We observed a significant increase in LPO and reduction in endogenous antioxidant enzymes like SOD and Na-K-ATPase activity in sciatic nerves of diabetic rats. Treatment with AbS for six weeks restored above mentioned biochemical parameters in diabetic rats in dose dependent manner.

Nitric oxide (NO) is an unconventional intracellular messenger playing a vital role in various pathological and physiological processes. A localized increase in NO level leads to the formation of peroxynitrite by reacting with superoxide anions which causes rapid protein nitration or nitrosylation, lipid peroxidation, DNA damage, and cell death and which intern contribute to elevated pain [26]. NO, an indicator of nitrosative stress, was measured and found to be increased in the STZ-diabetic rats. We observed that AbS treatments dose dependently attenuated nitrite level in STZ-diabetic rats that exhibited thermal hyperanalgaesia and mechanical allodynia.

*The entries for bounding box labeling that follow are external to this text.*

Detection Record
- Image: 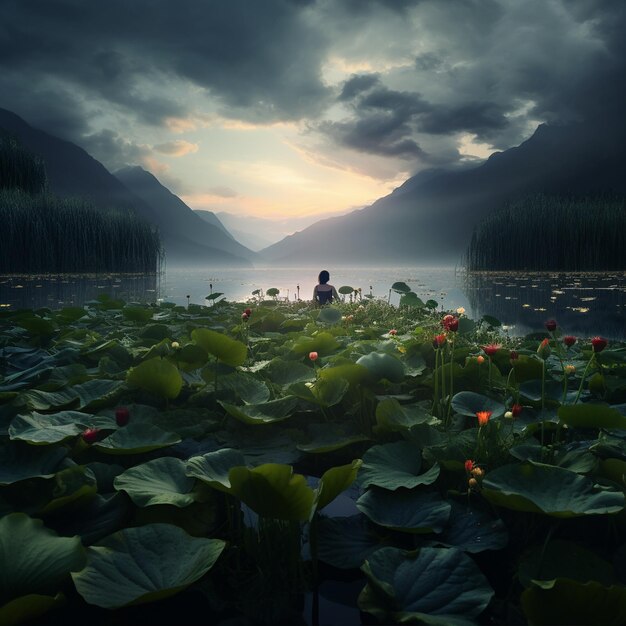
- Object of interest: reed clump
[0,135,163,274]
[465,194,626,272]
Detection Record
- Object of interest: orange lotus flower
[476,411,492,426]
[483,343,502,356]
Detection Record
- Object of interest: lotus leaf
[318,514,383,569]
[360,441,439,491]
[220,396,298,424]
[93,422,181,454]
[482,463,624,518]
[521,578,626,626]
[316,459,363,511]
[317,306,341,324]
[452,391,506,419]
[0,513,85,624]
[357,352,404,383]
[113,457,197,508]
[229,463,315,521]
[126,357,183,399]
[72,524,226,609]
[358,547,494,626]
[376,398,440,433]
[517,539,615,588]
[356,488,451,533]
[186,448,246,493]
[191,328,248,367]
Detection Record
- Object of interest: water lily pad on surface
[72,524,226,609]
[358,547,494,626]
[482,463,624,518]
[0,513,85,624]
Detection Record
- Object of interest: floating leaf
[360,441,439,491]
[191,328,248,367]
[72,524,226,609]
[356,488,451,533]
[358,547,494,626]
[220,396,298,424]
[229,463,315,521]
[92,422,181,454]
[521,578,626,626]
[482,463,624,518]
[113,457,196,508]
[0,513,85,624]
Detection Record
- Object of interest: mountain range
[259,124,626,266]
[0,109,626,267]
[0,109,256,267]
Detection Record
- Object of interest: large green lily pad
[113,457,204,508]
[229,463,315,521]
[93,422,181,454]
[360,441,440,491]
[72,524,226,609]
[0,513,85,624]
[356,488,451,533]
[220,396,298,425]
[521,578,626,626]
[191,328,248,367]
[358,547,493,626]
[126,357,183,399]
[482,463,624,518]
[185,448,246,493]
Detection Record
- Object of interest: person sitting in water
[313,270,339,304]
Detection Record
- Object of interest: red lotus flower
[544,320,556,332]
[591,337,609,352]
[476,411,492,426]
[82,428,100,443]
[433,335,446,350]
[537,337,552,359]
[115,406,130,426]
[483,343,502,356]
[441,315,459,333]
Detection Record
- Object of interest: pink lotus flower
[476,411,492,426]
[483,343,502,356]
[115,406,130,426]
[591,337,609,352]
[82,428,100,443]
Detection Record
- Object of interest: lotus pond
[0,284,626,626]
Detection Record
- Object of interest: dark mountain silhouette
[0,109,253,266]
[259,124,626,266]
[114,166,256,261]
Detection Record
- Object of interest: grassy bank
[465,195,626,272]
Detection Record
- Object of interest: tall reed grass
[0,134,47,193]
[0,189,162,274]
[465,194,626,272]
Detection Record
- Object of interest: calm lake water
[0,267,626,339]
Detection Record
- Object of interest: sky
[0,0,626,229]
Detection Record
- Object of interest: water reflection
[0,274,160,310]
[463,272,626,339]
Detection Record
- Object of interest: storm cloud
[0,0,626,176]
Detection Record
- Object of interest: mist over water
[0,267,626,339]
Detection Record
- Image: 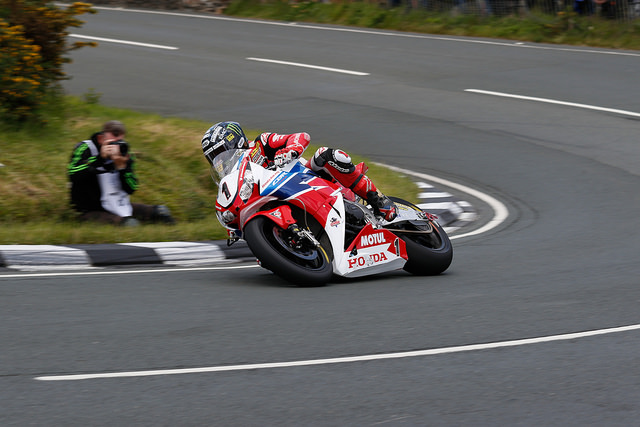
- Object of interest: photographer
[68,120,174,226]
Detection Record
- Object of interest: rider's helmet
[202,122,249,164]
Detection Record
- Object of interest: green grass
[224,0,640,50]
[0,95,418,244]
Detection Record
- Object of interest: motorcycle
[211,149,453,286]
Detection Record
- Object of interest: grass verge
[224,0,640,50]
[0,97,418,244]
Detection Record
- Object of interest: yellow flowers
[0,0,95,121]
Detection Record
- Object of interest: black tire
[243,216,333,287]
[390,197,453,276]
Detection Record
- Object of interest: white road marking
[377,163,509,240]
[77,6,640,57]
[246,58,369,76]
[0,264,260,279]
[69,34,178,50]
[464,89,640,117]
[34,324,640,381]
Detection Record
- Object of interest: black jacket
[67,133,138,212]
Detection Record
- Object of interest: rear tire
[243,216,333,287]
[390,197,453,276]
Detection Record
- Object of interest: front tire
[243,216,333,287]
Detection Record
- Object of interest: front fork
[287,223,320,249]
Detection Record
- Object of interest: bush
[0,0,95,122]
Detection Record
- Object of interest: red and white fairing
[214,150,408,277]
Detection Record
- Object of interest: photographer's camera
[109,140,129,156]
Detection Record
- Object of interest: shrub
[0,0,95,122]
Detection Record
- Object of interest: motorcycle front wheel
[244,216,333,287]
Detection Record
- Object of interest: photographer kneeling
[68,120,175,226]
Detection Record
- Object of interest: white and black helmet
[202,122,249,164]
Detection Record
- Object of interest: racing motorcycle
[211,149,453,286]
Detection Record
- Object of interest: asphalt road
[0,10,640,426]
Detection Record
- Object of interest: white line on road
[464,89,640,117]
[34,324,640,381]
[246,58,369,76]
[377,163,509,240]
[69,34,178,50]
[0,264,260,279]
[79,6,640,57]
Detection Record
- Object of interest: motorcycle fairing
[334,224,408,277]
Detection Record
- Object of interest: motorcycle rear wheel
[244,216,333,287]
[390,197,453,276]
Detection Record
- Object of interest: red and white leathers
[249,132,396,221]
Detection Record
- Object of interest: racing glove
[273,147,300,168]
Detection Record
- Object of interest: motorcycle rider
[202,121,397,221]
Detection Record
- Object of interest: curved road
[0,9,640,426]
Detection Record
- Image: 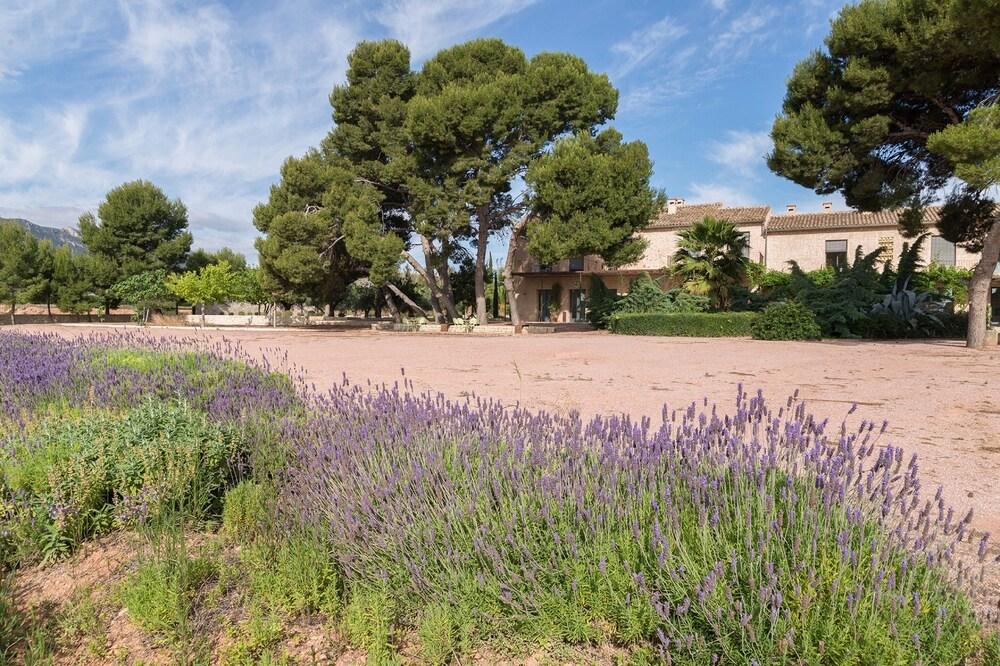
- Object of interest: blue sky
[0,0,843,257]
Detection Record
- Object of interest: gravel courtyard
[19,326,1000,535]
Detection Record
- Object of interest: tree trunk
[475,204,490,324]
[420,237,458,323]
[435,242,458,320]
[382,289,403,324]
[503,216,528,327]
[403,250,446,324]
[965,218,1000,349]
[385,282,427,317]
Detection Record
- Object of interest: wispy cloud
[0,0,548,257]
[372,0,537,59]
[620,6,780,115]
[611,16,687,78]
[688,182,760,206]
[708,130,771,177]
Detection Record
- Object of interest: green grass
[0,402,245,562]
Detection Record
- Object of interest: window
[931,236,955,266]
[569,289,587,321]
[740,231,750,259]
[538,289,552,321]
[826,240,847,268]
[878,236,896,261]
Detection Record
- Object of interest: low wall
[0,312,132,326]
[184,315,271,326]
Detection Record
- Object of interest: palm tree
[672,217,750,310]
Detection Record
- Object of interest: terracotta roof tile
[767,206,941,233]
[646,203,771,229]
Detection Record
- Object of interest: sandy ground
[18,326,1000,536]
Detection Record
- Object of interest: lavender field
[0,333,1000,665]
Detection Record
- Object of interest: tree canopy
[255,39,617,321]
[768,0,1000,347]
[80,180,191,308]
[525,129,663,266]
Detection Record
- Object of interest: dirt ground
[18,326,1000,536]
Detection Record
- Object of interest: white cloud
[372,0,537,59]
[611,16,687,78]
[708,130,771,177]
[688,183,760,206]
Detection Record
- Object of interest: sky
[0,0,844,259]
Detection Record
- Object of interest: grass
[0,334,1000,666]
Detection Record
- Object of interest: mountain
[0,217,87,254]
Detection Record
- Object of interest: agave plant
[871,279,945,330]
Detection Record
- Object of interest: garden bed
[0,334,1000,664]
[608,312,758,338]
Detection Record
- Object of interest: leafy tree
[672,217,748,310]
[184,247,247,271]
[406,39,618,321]
[587,275,618,328]
[233,268,271,312]
[505,128,663,323]
[0,222,38,324]
[167,261,239,328]
[255,39,617,321]
[80,180,191,312]
[768,0,1000,348]
[111,268,173,323]
[254,151,365,305]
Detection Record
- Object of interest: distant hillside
[0,217,87,254]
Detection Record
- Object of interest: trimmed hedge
[608,312,759,338]
[751,301,823,340]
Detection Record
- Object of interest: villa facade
[512,199,1000,323]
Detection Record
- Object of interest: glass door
[569,289,587,321]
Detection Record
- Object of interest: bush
[222,481,276,544]
[0,402,245,561]
[119,533,216,641]
[283,376,986,664]
[750,301,822,340]
[587,275,618,328]
[615,273,674,313]
[241,535,340,615]
[608,312,757,338]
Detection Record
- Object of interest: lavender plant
[0,334,996,665]
[283,384,993,664]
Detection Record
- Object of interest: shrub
[750,301,822,340]
[241,535,340,615]
[0,402,245,560]
[283,378,987,664]
[119,528,217,641]
[587,275,618,328]
[614,273,674,313]
[222,480,276,544]
[608,312,757,338]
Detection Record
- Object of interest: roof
[767,206,941,233]
[646,203,771,229]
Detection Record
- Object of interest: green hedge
[608,312,759,338]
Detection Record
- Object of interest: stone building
[512,199,1000,322]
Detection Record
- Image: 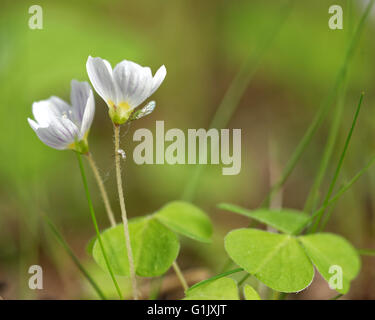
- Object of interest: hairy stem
[172,261,189,291]
[113,125,138,300]
[76,152,123,300]
[86,153,116,227]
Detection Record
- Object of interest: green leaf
[243,284,261,300]
[219,203,309,234]
[155,201,212,243]
[85,236,97,256]
[184,278,240,300]
[93,216,180,277]
[299,233,361,294]
[225,229,314,292]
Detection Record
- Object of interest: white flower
[27,80,95,153]
[86,56,167,124]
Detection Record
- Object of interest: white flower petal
[86,56,116,104]
[113,60,152,108]
[70,80,92,126]
[27,118,69,150]
[149,65,167,96]
[79,90,95,140]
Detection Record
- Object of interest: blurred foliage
[0,0,375,298]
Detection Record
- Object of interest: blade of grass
[303,0,353,212]
[261,0,374,206]
[76,152,123,300]
[311,92,364,232]
[303,76,348,212]
[294,156,375,234]
[43,216,106,300]
[182,1,293,201]
[357,249,375,257]
[188,268,244,291]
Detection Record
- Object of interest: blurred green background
[0,0,375,299]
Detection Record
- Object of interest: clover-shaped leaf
[299,233,361,294]
[155,201,212,243]
[225,229,314,292]
[243,284,261,300]
[92,216,180,277]
[184,278,240,300]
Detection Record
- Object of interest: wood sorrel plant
[29,57,212,299]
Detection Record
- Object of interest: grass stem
[262,0,374,206]
[311,93,364,232]
[44,216,106,300]
[172,261,189,292]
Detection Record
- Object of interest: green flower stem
[76,152,123,300]
[86,153,116,227]
[172,261,189,292]
[262,0,374,206]
[113,124,138,300]
[181,1,293,201]
[44,216,106,300]
[311,93,364,233]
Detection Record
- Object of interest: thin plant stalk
[113,125,138,300]
[44,216,106,300]
[76,152,123,300]
[311,93,364,232]
[304,0,353,212]
[304,77,347,212]
[86,153,116,227]
[262,0,374,206]
[172,261,189,292]
[294,156,375,234]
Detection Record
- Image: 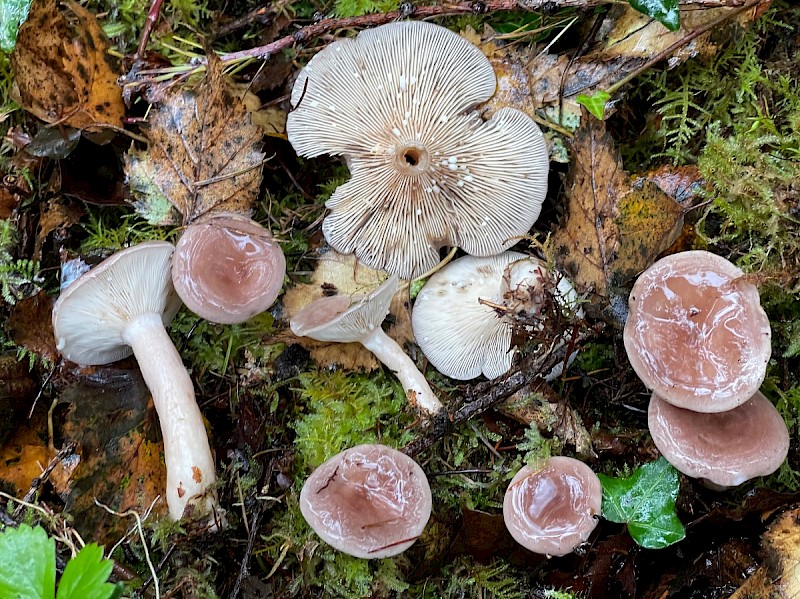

Evidence from both animal models and humans indicates that systemic inflammation is involved in the pathophysiological processes of diabetes [27]. Moreover, TNF-α has been reported to initiate the release of other inflammatory cytokines including IL-1β and IL-2 that are responsible for causing neuropathic pain [28, 29]. Uses of agents that suppress cytokine elevation have been advocated to be used to treat diabetic complication. The present investigation demonstrates that AbS was able to dose dependently reduce the population of cytokine. Therefore, AbS may exhibit its neuroprotective effect by downregulation of cytokine including TNF-α and IL-1β, the important mediators of neuropathic pain.

5. Conclusion

These results suggest that AbS attenuated STZ-induced neuropathic pain behaviours by inhibiting oxidative, nitrosative stress, cytokines activation, and hypoglycemic effect of Abs. This may be of potential benefit in clinical practice for the management of diabetic neuropathy.